Re: Large framebuffers and HIGHMEM systems
From: James Simmons <hidden>
Date: 2003-09-12 22:56:37
Fbdev needs to come up with a general solution for mapping large framebuffers on systems with over 1GB memory. For example my system does not have 64MB of free address space below 1GB, this causes my framebuffer drivers to fail when loading. With RAM prices at $200 for 1GB memory 1GB systems will be common during the 2.6 timeframe. There are many possible solutions... 1) add reserve=XXXX to the kernel at boot. Drawback to this is reserving 256-512MB takes this memory out of lowmem kernel use. This will push page tables into highmem slowing the whole system down.
NOPE!!!!
2) Only map a 2048x2048x32 piece of the framebuffer. This still uses 16MB of address space which may not always be available. It could be possible to modify the kernel to always reserve this much address space at boot.

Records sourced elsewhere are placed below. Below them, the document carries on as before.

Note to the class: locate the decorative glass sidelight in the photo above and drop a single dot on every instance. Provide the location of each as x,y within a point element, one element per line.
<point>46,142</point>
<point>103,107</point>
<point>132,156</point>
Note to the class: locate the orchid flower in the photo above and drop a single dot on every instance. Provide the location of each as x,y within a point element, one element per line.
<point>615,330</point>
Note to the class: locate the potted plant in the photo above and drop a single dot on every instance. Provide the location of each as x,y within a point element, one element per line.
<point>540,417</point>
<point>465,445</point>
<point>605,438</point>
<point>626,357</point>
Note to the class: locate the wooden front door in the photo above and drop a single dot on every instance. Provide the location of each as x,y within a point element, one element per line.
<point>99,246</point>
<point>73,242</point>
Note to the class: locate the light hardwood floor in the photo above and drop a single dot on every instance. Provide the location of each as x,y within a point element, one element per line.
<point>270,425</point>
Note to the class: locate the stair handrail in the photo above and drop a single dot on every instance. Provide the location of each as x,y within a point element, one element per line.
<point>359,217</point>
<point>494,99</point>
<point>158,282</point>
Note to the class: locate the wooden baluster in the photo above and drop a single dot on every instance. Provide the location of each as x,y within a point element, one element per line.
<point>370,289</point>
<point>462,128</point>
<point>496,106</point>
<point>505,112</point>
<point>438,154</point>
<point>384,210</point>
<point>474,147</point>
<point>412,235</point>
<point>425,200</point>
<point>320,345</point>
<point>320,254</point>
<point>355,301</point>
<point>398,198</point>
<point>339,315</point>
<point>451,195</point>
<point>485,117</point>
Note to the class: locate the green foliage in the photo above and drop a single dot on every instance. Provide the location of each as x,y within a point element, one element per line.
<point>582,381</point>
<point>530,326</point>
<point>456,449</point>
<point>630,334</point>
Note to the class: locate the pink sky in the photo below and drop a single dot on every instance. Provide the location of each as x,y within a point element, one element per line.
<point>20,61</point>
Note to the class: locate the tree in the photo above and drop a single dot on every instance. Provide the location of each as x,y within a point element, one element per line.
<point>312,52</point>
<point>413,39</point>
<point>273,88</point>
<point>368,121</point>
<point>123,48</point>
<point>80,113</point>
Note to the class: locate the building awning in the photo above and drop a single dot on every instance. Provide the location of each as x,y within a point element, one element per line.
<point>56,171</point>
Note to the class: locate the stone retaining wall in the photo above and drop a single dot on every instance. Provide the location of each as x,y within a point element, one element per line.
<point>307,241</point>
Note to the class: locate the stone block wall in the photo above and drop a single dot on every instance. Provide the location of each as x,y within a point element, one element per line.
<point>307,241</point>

I was thinking about a solution like this. We have to consider that alot of drivers use the extra memory space to do hardware panning to create a scrolling effect. We could set a limit to the amount of memory mapped for this effect.
3) Only map what is actually needed on each mode change. Mode change could fail at run time if not enough free address space.
That is acceptable. I doubt it would fail all the time. We lose th eperformance boost for scrolling tho :-(
4) Map the buffer into the highmem address space using the highmem access macros.
We could do a partial mapping into highmem space. Lomem memory what we are using now. High memory for what we need less often.
5) Map the fb in a user process and send it signals to draw.
Yuck!!
The good news is fully accelerated drivers don't need to ioremap the
entire range in memory at one time. screen_base is not much use to them.
The only place this is not true is fb_read and fb_write. We could setup a
blitting engine use tho :-) Then of course mmap a huge framebuffer to
memory would fail then with 1 GB memory systems.
P.S
How bad is the cost to access high memory?